Look at this amazing set of Copeland Spode I found while thrifting the other day! It’s so pretty!
Now, Spode has been around since the late 1700s when Josiah Spode opened his Spode Pottery in 1776. He opened at Stoke-on-Trent in Staffordshire England where there were a bunch of other potteries (Collectors Weekly). Because there were so many other potteries, Spode needed to find a way to stand out.
The Spode Museum website states that Josiah Spode’s company “developed the technique of underglaze transfer printing on earthenware” around 1784.

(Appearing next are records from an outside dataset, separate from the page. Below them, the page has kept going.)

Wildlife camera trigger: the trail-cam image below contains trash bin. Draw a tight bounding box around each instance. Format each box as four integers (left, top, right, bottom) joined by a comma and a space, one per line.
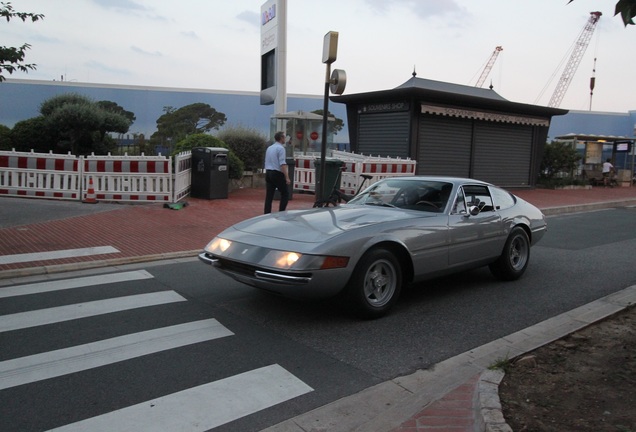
274, 158, 296, 201
190, 147, 230, 199
314, 158, 344, 200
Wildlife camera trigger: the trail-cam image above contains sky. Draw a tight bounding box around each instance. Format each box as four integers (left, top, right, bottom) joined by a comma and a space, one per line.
0, 0, 636, 113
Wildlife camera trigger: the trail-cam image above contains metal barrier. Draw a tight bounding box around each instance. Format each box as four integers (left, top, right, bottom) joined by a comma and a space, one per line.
82, 155, 172, 202
172, 151, 192, 202
0, 150, 416, 202
294, 150, 417, 194
0, 151, 81, 200
0, 151, 179, 202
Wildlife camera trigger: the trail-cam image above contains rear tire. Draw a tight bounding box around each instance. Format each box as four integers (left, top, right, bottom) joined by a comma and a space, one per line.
346, 248, 402, 319
489, 227, 530, 281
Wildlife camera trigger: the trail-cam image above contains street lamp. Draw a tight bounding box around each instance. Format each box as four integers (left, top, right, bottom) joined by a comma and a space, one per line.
315, 31, 347, 206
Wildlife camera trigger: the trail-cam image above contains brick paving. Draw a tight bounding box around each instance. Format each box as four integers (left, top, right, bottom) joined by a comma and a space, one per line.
391, 375, 479, 432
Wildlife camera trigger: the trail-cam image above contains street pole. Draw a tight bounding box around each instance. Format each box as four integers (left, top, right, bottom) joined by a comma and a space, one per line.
316, 63, 331, 203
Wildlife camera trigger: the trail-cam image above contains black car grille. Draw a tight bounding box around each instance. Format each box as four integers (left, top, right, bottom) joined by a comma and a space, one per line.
214, 256, 311, 277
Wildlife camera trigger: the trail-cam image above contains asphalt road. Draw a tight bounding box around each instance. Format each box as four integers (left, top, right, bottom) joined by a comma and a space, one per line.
0, 208, 636, 431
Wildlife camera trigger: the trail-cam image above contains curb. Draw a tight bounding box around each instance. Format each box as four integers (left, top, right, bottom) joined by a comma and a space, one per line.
541, 199, 636, 216
262, 285, 636, 432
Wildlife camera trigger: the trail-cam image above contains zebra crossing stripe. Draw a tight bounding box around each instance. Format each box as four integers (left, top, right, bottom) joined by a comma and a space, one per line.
0, 319, 234, 390
0, 291, 186, 333
0, 246, 120, 265
50, 364, 313, 432
0, 270, 153, 298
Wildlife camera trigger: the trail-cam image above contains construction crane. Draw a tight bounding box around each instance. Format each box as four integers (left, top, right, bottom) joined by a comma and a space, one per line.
475, 46, 503, 87
548, 12, 603, 108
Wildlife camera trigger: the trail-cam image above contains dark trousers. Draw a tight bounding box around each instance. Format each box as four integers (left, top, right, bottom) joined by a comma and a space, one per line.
264, 170, 289, 214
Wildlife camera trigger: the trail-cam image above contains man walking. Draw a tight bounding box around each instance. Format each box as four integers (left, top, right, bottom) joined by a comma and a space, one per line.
265, 132, 291, 214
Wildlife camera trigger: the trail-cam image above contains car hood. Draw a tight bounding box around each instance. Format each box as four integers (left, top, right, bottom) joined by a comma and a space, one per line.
233, 205, 433, 243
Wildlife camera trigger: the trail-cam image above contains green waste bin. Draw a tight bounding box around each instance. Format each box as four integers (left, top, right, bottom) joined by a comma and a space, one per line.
314, 158, 344, 200
190, 147, 229, 199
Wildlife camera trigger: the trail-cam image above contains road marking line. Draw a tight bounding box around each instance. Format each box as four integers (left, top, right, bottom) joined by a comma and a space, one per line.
46, 364, 313, 432
0, 246, 120, 265
0, 291, 186, 333
0, 270, 154, 298
0, 319, 234, 390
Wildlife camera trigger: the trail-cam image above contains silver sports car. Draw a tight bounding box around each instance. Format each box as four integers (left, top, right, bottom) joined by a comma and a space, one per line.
199, 176, 547, 318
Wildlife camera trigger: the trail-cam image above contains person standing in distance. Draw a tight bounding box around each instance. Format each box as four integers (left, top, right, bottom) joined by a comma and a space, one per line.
265, 132, 291, 214
603, 158, 614, 187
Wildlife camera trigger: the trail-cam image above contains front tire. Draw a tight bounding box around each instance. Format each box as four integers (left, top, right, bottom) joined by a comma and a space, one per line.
489, 227, 530, 281
346, 248, 402, 319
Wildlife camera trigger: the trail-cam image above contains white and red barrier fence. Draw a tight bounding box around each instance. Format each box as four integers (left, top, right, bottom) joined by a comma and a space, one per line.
0, 151, 179, 202
294, 150, 416, 194
0, 151, 416, 202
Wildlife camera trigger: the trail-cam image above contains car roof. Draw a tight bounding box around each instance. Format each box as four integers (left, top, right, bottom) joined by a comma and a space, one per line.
383, 175, 492, 186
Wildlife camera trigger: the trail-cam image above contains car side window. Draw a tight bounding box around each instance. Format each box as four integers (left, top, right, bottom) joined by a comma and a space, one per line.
451, 187, 466, 214
490, 187, 515, 210
464, 185, 495, 213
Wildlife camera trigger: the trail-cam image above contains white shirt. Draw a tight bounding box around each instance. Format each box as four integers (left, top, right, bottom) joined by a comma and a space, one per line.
265, 141, 287, 171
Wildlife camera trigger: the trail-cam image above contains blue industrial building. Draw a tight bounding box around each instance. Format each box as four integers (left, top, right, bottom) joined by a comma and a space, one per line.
0, 79, 636, 158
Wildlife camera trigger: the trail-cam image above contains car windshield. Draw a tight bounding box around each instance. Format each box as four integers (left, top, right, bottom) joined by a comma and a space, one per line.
349, 179, 453, 213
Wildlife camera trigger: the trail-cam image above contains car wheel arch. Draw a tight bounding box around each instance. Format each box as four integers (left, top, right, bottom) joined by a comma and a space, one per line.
358, 240, 414, 283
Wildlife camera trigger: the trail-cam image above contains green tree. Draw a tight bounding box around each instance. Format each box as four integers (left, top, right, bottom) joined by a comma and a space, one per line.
217, 126, 267, 171
568, 0, 636, 27
171, 133, 245, 179
11, 116, 58, 153
0, 125, 13, 150
0, 2, 44, 82
541, 141, 581, 180
150, 102, 227, 148
40, 93, 134, 155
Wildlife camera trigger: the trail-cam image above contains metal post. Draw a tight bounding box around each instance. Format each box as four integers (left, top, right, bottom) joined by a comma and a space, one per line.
316, 63, 331, 203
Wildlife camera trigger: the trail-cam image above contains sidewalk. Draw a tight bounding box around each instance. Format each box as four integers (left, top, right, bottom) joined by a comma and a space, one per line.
0, 187, 636, 432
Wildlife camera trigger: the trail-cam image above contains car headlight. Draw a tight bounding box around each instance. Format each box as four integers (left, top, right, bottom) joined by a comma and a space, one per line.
205, 237, 232, 254
261, 250, 349, 271
205, 237, 349, 271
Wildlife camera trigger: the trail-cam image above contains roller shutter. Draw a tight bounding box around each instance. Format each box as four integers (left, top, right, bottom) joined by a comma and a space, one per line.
472, 120, 532, 187
357, 111, 410, 158
417, 114, 472, 177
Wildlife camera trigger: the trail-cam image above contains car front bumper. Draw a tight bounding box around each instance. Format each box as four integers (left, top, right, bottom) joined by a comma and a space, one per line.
199, 252, 350, 298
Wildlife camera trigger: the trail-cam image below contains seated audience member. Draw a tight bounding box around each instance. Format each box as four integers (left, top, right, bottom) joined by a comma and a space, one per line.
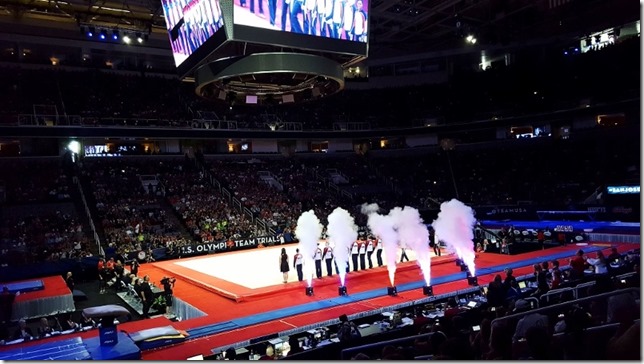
259, 345, 275, 360
505, 280, 523, 302
61, 314, 80, 331
226, 346, 237, 360
487, 274, 507, 307
586, 250, 608, 274
288, 335, 303, 355
38, 317, 56, 338
13, 319, 34, 341
81, 315, 96, 328
570, 249, 586, 280
607, 247, 622, 264
512, 299, 548, 342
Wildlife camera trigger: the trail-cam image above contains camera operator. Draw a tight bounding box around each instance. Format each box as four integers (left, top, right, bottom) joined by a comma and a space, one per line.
161, 277, 177, 314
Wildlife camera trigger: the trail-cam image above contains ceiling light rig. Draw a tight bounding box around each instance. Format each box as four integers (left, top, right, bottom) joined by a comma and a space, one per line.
80, 24, 148, 45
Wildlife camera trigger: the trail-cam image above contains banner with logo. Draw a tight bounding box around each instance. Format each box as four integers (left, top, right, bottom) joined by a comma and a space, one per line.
178, 236, 280, 256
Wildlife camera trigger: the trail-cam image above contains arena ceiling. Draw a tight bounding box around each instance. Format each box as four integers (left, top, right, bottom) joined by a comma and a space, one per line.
0, 0, 640, 58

Collectors Weekly says Spode’s first success came in the 1790s when they began producing a line of blue-on-pearl china designed by Thomas Minton. Spode found a way to stand out by the richness of their blue cobalt hues.
Early on the patterns were usually designated as a number on the bottom of the piece along with the Spode name. They started at number 1 in the 1800s and by 1833 they had more than 5,000.
Joshia Spode passed away and his son Josiah Spode II took over in 1797. It was he who finally perfected the proportions of bone ash to porcelain to create some of the finest porcelain in the world. Collectors Weekly says the mix was “between 33 and 50 percent burnt animal bone, plus equal amounts of feldspar and quartz, yielded porcelain that was extremely white, strong, cheap to produce, and translucent.”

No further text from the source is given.